Employers, particularly larger employers, will pay top up pay because it is specified in an enterprise bargaining agreement (or similar), which the worker is covered by.
It is, however, certainly not the norm.
Most employers will not pay topup pay if you’re on WorkCover.
From the insurer
If you have been in receipt of weekly payments from WorkCover for at least 130 weeks, and if you have returned to work, working at least 15 hours per week, and earning at least $211 per week – then you may be able to claim top up payments from the WorkCover insurer.
The 130 week mark and how it impacts weekly payments is explored further in this article.
There must be medical support from your treating doctor saying that you’re working at your full work capacity.
And, that that is likely to continue to be the case (that is, that you’re not likely to be able to increase your work hours).
To claim top up payments, you should contact the insurer and ask them to send you out the relevant form (or ask your lawyer to handle it for you).
You can read more about top up pay from the WorkCover insurer here.
What if I’m not happy with the calculation of my payments?
You can ask the WorkCover insurer to perform a review of your payments to check that you’ve been getting paid correctly.
It would also be advisable to engage a lawyer to review your payments.
You can also pursue the matter to conciliation.
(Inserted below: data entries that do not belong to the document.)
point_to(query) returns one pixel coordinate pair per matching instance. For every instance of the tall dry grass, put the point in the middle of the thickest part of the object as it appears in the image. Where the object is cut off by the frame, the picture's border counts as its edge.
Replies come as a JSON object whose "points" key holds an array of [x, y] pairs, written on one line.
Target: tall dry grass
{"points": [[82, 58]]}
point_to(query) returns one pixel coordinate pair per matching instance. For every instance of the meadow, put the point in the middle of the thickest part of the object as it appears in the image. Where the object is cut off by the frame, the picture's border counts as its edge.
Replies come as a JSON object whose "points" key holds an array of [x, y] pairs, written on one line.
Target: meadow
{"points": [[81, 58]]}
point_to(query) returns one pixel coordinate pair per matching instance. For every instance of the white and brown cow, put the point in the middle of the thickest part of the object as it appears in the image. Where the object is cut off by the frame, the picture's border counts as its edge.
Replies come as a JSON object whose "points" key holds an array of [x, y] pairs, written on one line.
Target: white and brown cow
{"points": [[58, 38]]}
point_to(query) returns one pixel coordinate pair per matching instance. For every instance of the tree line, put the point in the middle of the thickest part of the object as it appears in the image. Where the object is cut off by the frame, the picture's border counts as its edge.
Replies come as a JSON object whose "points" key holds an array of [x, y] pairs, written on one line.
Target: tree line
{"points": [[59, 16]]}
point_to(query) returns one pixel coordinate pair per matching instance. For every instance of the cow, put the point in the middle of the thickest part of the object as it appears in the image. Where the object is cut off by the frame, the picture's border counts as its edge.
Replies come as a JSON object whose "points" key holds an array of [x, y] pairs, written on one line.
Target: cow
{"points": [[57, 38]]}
Copyright notice – this is original content from TheWorkInjurySite.com.au.
The conciliation process is explained here.
If the matter doesn’t resolve at conciliation, then you can take the matter to the Magistrates’ court.
What about my employment entitlements?
You’re also entitled to the payment of superannuation contributions after a period of 52 weeks.
You can read more about WorkCover and superannuation on this page.
WorkCover won’t pay your full wages if your ability to work is impacted because of an injury or illness related to your employment.
Instead, they’ll take an average of what you earned in the 12 months prior to suffering the injury with this employer (or if you’ve been with this employer for less than 12 months, whatever the period is that you were employed by them).
For the first 13 weeks they’ll pay you 95% of that average figure.
From there on, up until 130 weeks, they’ll pay you at 80% of that figure.
If you’re entitled to payments in addition to 130 weeks, they’ll pay you at the 80% rate.
You’re entitled to have any overtime and shift allowances that you normally would have earned included in your average earning calculation for a period of 52 weeks.
Your employment entitlements should continue to accrue, and you should be paid superannuation contributions (but not for the first 52 weeks).